In pointing out the diminishing turnout, this column is not deriding the importance of Edsa-type people power movements to force reforms in the much-reviled pork barrel system. But there are increasing signs, after the two rallies, that the government is stonewalling on preserving the system in different guises, and consolidating powers to monopolize disbursements of state patronage instead of abolishing it, as demanded by the street protests. We are entering dangerous terrain leading to a dictatorship of the purse—a coup on the legislature’s constitutional power of the purse.
In holding the Oct. 4 rally in Makati, the organizers had hoped to attract the participation of white-collar workers in the establishments in the central business district. But they received, to their grief, a cool response from the country’s financial center, indicating that the movement against the pork barrel needed wider institutional support from big business. Random media interviews with Makati business groups showed that although many businessmen share the public’s outrage, business groups were slow to respond because mass protests “had no impact on business over the short term.” However, a business executive added: “But if it drags on, there could potentially be a long-term impact on the economy and the market because this could constrain funding for [public-private partnership] projects and others.” The BPO Industry Employees Network expressed support for the protest movement, but “if the taxes we pay to the government are only pocketed by big politicians, we might as well keep our money.”
Organizers of the rally castigated President Aquino for not heeding the people’s voice calling attention to corruption in his administration.
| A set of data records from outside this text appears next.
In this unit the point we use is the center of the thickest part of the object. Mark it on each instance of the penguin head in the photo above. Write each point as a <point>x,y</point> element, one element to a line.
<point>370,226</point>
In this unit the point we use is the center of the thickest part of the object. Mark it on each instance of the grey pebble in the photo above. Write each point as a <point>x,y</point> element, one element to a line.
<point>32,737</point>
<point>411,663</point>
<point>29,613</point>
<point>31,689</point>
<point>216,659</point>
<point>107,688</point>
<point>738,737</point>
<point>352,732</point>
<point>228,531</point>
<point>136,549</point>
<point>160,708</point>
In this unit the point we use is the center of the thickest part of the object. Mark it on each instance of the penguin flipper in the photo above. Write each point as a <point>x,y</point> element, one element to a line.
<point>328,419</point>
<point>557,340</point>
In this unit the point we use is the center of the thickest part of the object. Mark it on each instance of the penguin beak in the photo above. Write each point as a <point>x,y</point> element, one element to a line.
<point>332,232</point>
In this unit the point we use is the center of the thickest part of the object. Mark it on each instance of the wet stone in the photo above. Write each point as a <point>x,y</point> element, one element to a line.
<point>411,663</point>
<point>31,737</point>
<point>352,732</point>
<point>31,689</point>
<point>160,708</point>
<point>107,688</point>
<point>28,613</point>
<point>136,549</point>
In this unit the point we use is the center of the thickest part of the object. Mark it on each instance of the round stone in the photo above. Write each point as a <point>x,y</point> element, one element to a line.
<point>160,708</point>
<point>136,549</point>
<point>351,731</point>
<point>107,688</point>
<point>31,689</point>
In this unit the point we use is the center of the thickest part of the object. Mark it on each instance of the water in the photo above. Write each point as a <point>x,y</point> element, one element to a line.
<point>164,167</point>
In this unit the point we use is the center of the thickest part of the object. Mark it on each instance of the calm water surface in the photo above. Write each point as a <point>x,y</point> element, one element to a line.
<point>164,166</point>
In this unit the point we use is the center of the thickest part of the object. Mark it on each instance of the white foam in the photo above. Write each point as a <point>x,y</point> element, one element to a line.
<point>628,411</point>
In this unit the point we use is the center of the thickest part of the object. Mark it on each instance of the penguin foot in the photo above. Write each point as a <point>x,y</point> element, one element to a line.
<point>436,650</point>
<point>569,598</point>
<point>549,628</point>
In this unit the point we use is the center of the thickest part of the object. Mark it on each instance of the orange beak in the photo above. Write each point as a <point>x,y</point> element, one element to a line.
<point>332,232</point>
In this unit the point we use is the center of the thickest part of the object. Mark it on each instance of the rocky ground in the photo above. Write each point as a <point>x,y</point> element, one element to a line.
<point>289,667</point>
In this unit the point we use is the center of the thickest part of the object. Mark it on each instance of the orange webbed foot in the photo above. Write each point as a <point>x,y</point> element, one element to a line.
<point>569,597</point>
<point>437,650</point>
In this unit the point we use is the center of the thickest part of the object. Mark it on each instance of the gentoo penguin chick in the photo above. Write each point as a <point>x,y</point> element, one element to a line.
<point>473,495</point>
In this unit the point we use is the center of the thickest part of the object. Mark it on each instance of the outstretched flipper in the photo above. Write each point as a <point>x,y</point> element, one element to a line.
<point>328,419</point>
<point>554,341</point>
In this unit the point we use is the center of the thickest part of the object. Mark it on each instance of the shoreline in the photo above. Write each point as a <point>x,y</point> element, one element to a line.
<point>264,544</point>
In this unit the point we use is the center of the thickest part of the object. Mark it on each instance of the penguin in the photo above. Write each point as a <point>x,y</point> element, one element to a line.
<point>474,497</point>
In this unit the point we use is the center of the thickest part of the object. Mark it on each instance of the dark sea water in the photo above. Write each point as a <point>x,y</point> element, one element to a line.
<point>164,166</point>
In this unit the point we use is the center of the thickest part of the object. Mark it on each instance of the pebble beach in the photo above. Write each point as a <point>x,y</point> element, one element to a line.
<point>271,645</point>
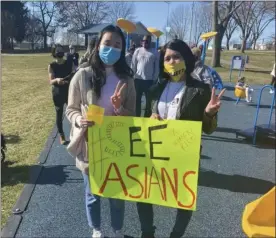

But they stopped short of calling for his resignation or ouster. They made clear that the MPM was not for Mr. Aquino’s ouster but “for a change in the system and to make corrupt public officials accountable, whether they are from the opposition or allies of the administration.”
The anti-system target of the MPM plays into the hands of Mr. Aquino. It allows him to manipulate public outrage by deflecting it to senators and congressmen who have been charged with plunder by the Department of Justice at the Office of the Ombudsman in connection with the diversion of their pork barrel allocations to the Janet Lim-Napoles syndicate of NGOs in exchange for kickbacks.
Some rally organizers said they didn’t like that Malacañang had been limiting the scope of the pork barrel system to the Priority Development Assistance Fund enjoyed by members of Congress, allowing him to demonize them before public opinion.
Former National Treasurer Leonor Briones, in an effort to clarify what really constitutes pork barrel, tweeted: “It’s like we’re being deliberately confused by complicated terms in the budget when it should be something all of us should understand.” According to the rally leaders, what Briones meant was that, per the administration’s definition, pork barrel covers “lump-sum appropriations” and allows the exercise of “discretion”—a description that also points to the much bigger lump sum available to the disposal of the president. Having a clear understanding of the pork barrel system will keep the Palace and the legislators from escaping the public demand to scrap the entire system and not just the PDAF, it was further explained. So far, the President and his allies have been defining the pork barrel as it suits them, the rally leaders said. “They’re just spinning their own web.”
In approving the 2014 budget on second reading, the Aquino-controlled House of Representatives deleted the item on the PDAF, distributing a total of P25.4 billion among six government agencies. But the House members were asked to “recommend” up to five projects to which allocations for public works (P9.954 billion) would be spent.
But the House members awarded the President a bonus for their capitulation. They did not touch the President’s own pork barrel, the P450-billion Special Purpose Fund. This is so because the President will eventually decide where the money would go.
In this one-sided deal, the winner takes all—at gunpoint. All these protests have gone to naught. It will take more forceful actions to halt this aggrandizement of presidential powers, including the power of the purse.